Wal-Mart Stores Inc shares were down 3.1 percent in early premarket trading on Monday following an article in the New York Times this weekend alleging that the world's largest retailer stymied an internal probe into bribery at its Mexican affiliate, Wal-Mart de Mexico.
BMO Capital Markets analyst Wayne Hood said in a research note that the allegations could hamper the discount chain's future growth both domestically and abroad.
"Articles like this will be used against the company by activists and competitors when it attempts to open stores in the US and abroad," Hood wrote in a note on Monday.
According to the New York Times article, in September 2005, a senior Wal-Mart lawyer was alerted by a former executive at Wal-Mart de Mexico of the use of bribery to speed up store openings in Mexico.
Wal-Mart then sent investigators to Mexico City and found a paper trail of hundreds of suspect payments totaling more than $24 million, but the company's leaders shut down the investigation and neglected to notify U.S. or Mexican law enforcement officials, the Times reported.
Citigroup said in a note that, after discussions with Wal-Mart, it believed that the retailer would conduct a "thorough and transparent" review and said any pressure on the stock was "an enhanced buying opportunity."
Legal and retail experts said that the allegations, if proven true, could badly hamper the company and its management for years.
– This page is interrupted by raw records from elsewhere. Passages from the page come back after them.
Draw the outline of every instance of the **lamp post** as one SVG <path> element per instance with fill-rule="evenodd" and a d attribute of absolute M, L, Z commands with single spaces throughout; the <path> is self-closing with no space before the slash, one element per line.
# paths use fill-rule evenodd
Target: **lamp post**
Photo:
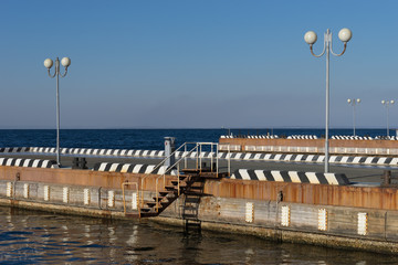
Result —
<path fill-rule="evenodd" d="M 354 136 L 355 136 L 355 106 L 360 103 L 360 98 L 348 98 L 347 103 L 353 106 L 353 125 L 354 125 Z"/>
<path fill-rule="evenodd" d="M 324 35 L 324 50 L 321 54 L 316 55 L 313 51 L 313 44 L 316 42 L 317 36 L 314 31 L 308 31 L 304 35 L 304 41 L 310 44 L 311 54 L 315 57 L 322 57 L 326 52 L 326 126 L 325 126 L 325 173 L 328 172 L 328 127 L 329 127 L 329 54 L 342 56 L 347 47 L 347 42 L 352 39 L 353 33 L 348 29 L 343 29 L 338 32 L 338 39 L 344 43 L 342 53 L 336 54 L 332 49 L 332 32 L 329 29 Z"/>
<path fill-rule="evenodd" d="M 387 109 L 387 136 L 389 136 L 389 107 L 395 103 L 395 100 L 381 100 L 381 104 L 386 106 Z"/>
<path fill-rule="evenodd" d="M 60 76 L 65 77 L 67 74 L 67 67 L 71 65 L 71 59 L 63 57 L 61 64 L 65 67 L 65 73 L 61 74 L 60 71 L 60 60 L 55 60 L 55 73 L 52 75 L 50 73 L 51 67 L 53 66 L 53 61 L 51 59 L 44 60 L 44 66 L 49 71 L 49 76 L 54 78 L 56 76 L 56 163 L 61 166 L 60 161 Z"/>

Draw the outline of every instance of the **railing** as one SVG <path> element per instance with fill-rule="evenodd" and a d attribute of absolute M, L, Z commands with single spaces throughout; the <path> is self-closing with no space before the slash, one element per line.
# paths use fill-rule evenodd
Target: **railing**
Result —
<path fill-rule="evenodd" d="M 136 193 L 137 197 L 139 195 L 139 189 L 138 189 L 138 183 L 137 182 L 123 182 L 122 183 L 123 210 L 124 210 L 124 214 L 126 215 L 126 199 L 125 199 L 125 192 L 124 192 L 125 186 L 135 186 L 136 191 L 137 191 L 137 193 Z M 138 210 L 138 218 L 140 218 L 140 205 L 138 203 L 138 200 L 137 200 L 137 210 Z"/>
<path fill-rule="evenodd" d="M 189 149 L 189 146 L 195 145 L 191 149 Z M 161 176 L 156 178 L 156 212 L 159 211 L 159 179 L 163 178 L 163 190 L 165 190 L 166 187 L 166 173 L 170 170 L 172 170 L 174 168 L 177 167 L 177 188 L 178 188 L 178 197 L 180 195 L 180 162 L 184 160 L 184 165 L 185 168 L 188 168 L 188 158 L 191 158 L 191 153 L 193 151 L 197 151 L 196 153 L 196 170 L 199 170 L 199 172 L 202 171 L 202 146 L 210 146 L 210 168 L 211 171 L 214 170 L 213 168 L 213 160 L 214 160 L 214 156 L 213 156 L 213 147 L 216 146 L 216 174 L 218 176 L 219 173 L 219 162 L 218 162 L 218 144 L 214 142 L 185 142 L 182 144 L 179 148 L 177 148 L 171 155 L 169 155 L 168 157 L 166 157 L 164 160 L 161 160 L 160 163 L 158 163 L 150 173 L 148 173 L 147 176 L 145 176 L 144 178 L 142 178 L 142 186 L 140 186 L 140 208 L 144 208 L 144 180 L 146 178 L 148 178 L 156 169 L 158 169 L 159 167 L 161 167 L 166 160 L 168 160 L 169 158 L 176 156 L 176 153 L 182 149 L 184 147 L 184 153 L 181 155 L 181 157 L 174 163 L 170 165 L 170 167 L 165 171 L 165 173 L 163 173 Z"/>

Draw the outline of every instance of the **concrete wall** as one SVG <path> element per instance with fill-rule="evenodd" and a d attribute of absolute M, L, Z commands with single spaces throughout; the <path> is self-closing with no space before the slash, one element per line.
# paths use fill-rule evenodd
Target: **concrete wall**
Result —
<path fill-rule="evenodd" d="M 220 138 L 219 148 L 227 151 L 256 152 L 312 152 L 325 151 L 324 139 L 252 139 L 252 138 Z M 331 153 L 352 155 L 398 155 L 397 140 L 341 140 L 329 139 Z"/>
<path fill-rule="evenodd" d="M 0 204 L 126 219 L 137 214 L 137 210 L 133 209 L 136 190 L 128 187 L 125 191 L 125 215 L 121 183 L 126 180 L 140 182 L 144 177 L 88 170 L 0 167 Z M 148 176 L 145 179 L 145 200 L 156 195 L 158 177 Z M 171 179 L 167 177 L 166 182 Z M 85 190 L 90 193 L 88 203 L 85 202 Z M 65 193 L 69 194 L 66 199 Z M 206 182 L 198 218 L 203 229 L 398 254 L 397 202 L 397 189 L 392 188 L 223 179 Z M 182 224 L 182 205 L 184 195 L 155 220 Z"/>

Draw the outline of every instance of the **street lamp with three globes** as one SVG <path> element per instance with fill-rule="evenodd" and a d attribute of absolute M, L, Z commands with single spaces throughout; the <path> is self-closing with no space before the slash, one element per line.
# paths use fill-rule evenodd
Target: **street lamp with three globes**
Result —
<path fill-rule="evenodd" d="M 71 65 L 71 59 L 69 57 L 63 57 L 61 60 L 61 64 L 62 66 L 65 67 L 65 72 L 63 74 L 61 74 L 60 71 L 60 60 L 59 57 L 56 57 L 55 60 L 55 72 L 52 75 L 50 73 L 51 67 L 53 66 L 53 61 L 51 59 L 46 59 L 44 60 L 44 66 L 48 68 L 49 71 L 49 76 L 51 78 L 54 78 L 56 76 L 56 163 L 59 166 L 61 166 L 61 160 L 60 160 L 60 76 L 61 77 L 65 77 L 67 74 L 67 67 Z"/>
<path fill-rule="evenodd" d="M 315 57 L 321 57 L 326 52 L 326 126 L 325 126 L 325 173 L 328 172 L 328 127 L 329 127 L 329 54 L 335 56 L 342 56 L 347 47 L 347 42 L 352 39 L 353 33 L 348 29 L 343 29 L 338 32 L 338 39 L 344 43 L 344 50 L 342 53 L 336 54 L 332 49 L 332 32 L 329 29 L 324 35 L 324 49 L 323 52 L 316 55 L 313 51 L 313 44 L 317 40 L 317 35 L 314 31 L 308 31 L 304 35 L 304 41 L 310 44 L 311 54 Z"/>

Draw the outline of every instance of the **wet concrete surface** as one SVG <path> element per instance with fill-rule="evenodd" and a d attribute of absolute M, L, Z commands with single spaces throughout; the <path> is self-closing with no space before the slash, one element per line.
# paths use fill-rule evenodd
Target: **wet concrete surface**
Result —
<path fill-rule="evenodd" d="M 12 158 L 30 158 L 30 159 L 50 159 L 56 160 L 55 155 L 27 155 L 27 153 L 13 153 L 2 155 L 1 157 Z M 84 157 L 87 161 L 87 167 L 93 168 L 97 162 L 112 162 L 112 163 L 133 163 L 133 165 L 158 165 L 163 159 L 158 158 L 127 158 L 127 157 L 88 157 L 88 156 L 62 156 L 62 167 L 71 167 L 73 158 Z M 199 162 L 199 161 L 198 161 Z M 210 166 L 210 159 L 202 159 L 201 162 L 206 162 Z M 196 167 L 197 161 L 195 159 L 188 159 L 187 166 L 189 168 Z M 228 160 L 219 160 L 219 170 L 221 172 L 235 171 L 237 169 L 261 169 L 261 170 L 285 170 L 285 171 L 304 171 L 304 172 L 324 172 L 323 163 L 295 163 L 295 162 L 270 162 L 270 161 L 248 161 L 248 160 L 231 160 L 229 169 Z M 184 160 L 180 167 L 184 168 Z M 377 166 L 348 166 L 348 165 L 329 165 L 329 172 L 345 173 L 352 182 L 383 182 L 383 174 L 385 170 L 391 171 L 391 182 L 398 182 L 398 168 L 390 167 L 377 167 Z"/>

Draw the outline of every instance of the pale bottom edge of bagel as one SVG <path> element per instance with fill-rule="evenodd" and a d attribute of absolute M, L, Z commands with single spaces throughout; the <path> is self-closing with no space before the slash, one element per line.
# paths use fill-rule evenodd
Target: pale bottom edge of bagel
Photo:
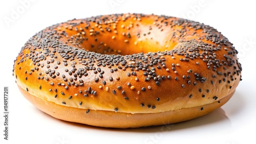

They could lead to a time-consuming global probe, substantial financial penalties paid to U.S. authorities, and the departure of some executives.
According to the Times, current Wal-Mart Chief Executive Mike Duke and former CEO Lee Scott, who still sits on the company's board, were among senior executives allegedly aware of the situation.
"Ultimately, it falls under his watch," Brian Sozzi, chief equity analyst at NBG, a firm that does investment research, said of Scott. "It falls under Mike Duke, too."
Other analysts said that Wal-Mart's structure means any drastic action, such as firings of top executives, may not happen quickly.
"In many companies people would be asked to step down," said Consumer Edge Research analyst Faye Landes. "Two complicating factors here are the ongoing nature of the investigation and the composition of the board and the shareholder base."
The shareholder base includes the family of founder Sam Walton, which owns nearly 50 percent of Wal-Mart's shares, making it difficult for any activist shareholders to push for any immediate changes. Walton's eldest son, Chairman S. Robson Walton, known as Rob, and his younger brother Jim are also on the board.
Wal-Mart said in a statement on Saturday it was "deeply concerned" about the allegations in the Times report and began an investigation into its compliance with anti-bribery laws last autumn. It declined to make any executives available for comment, and said the investigation was continuing.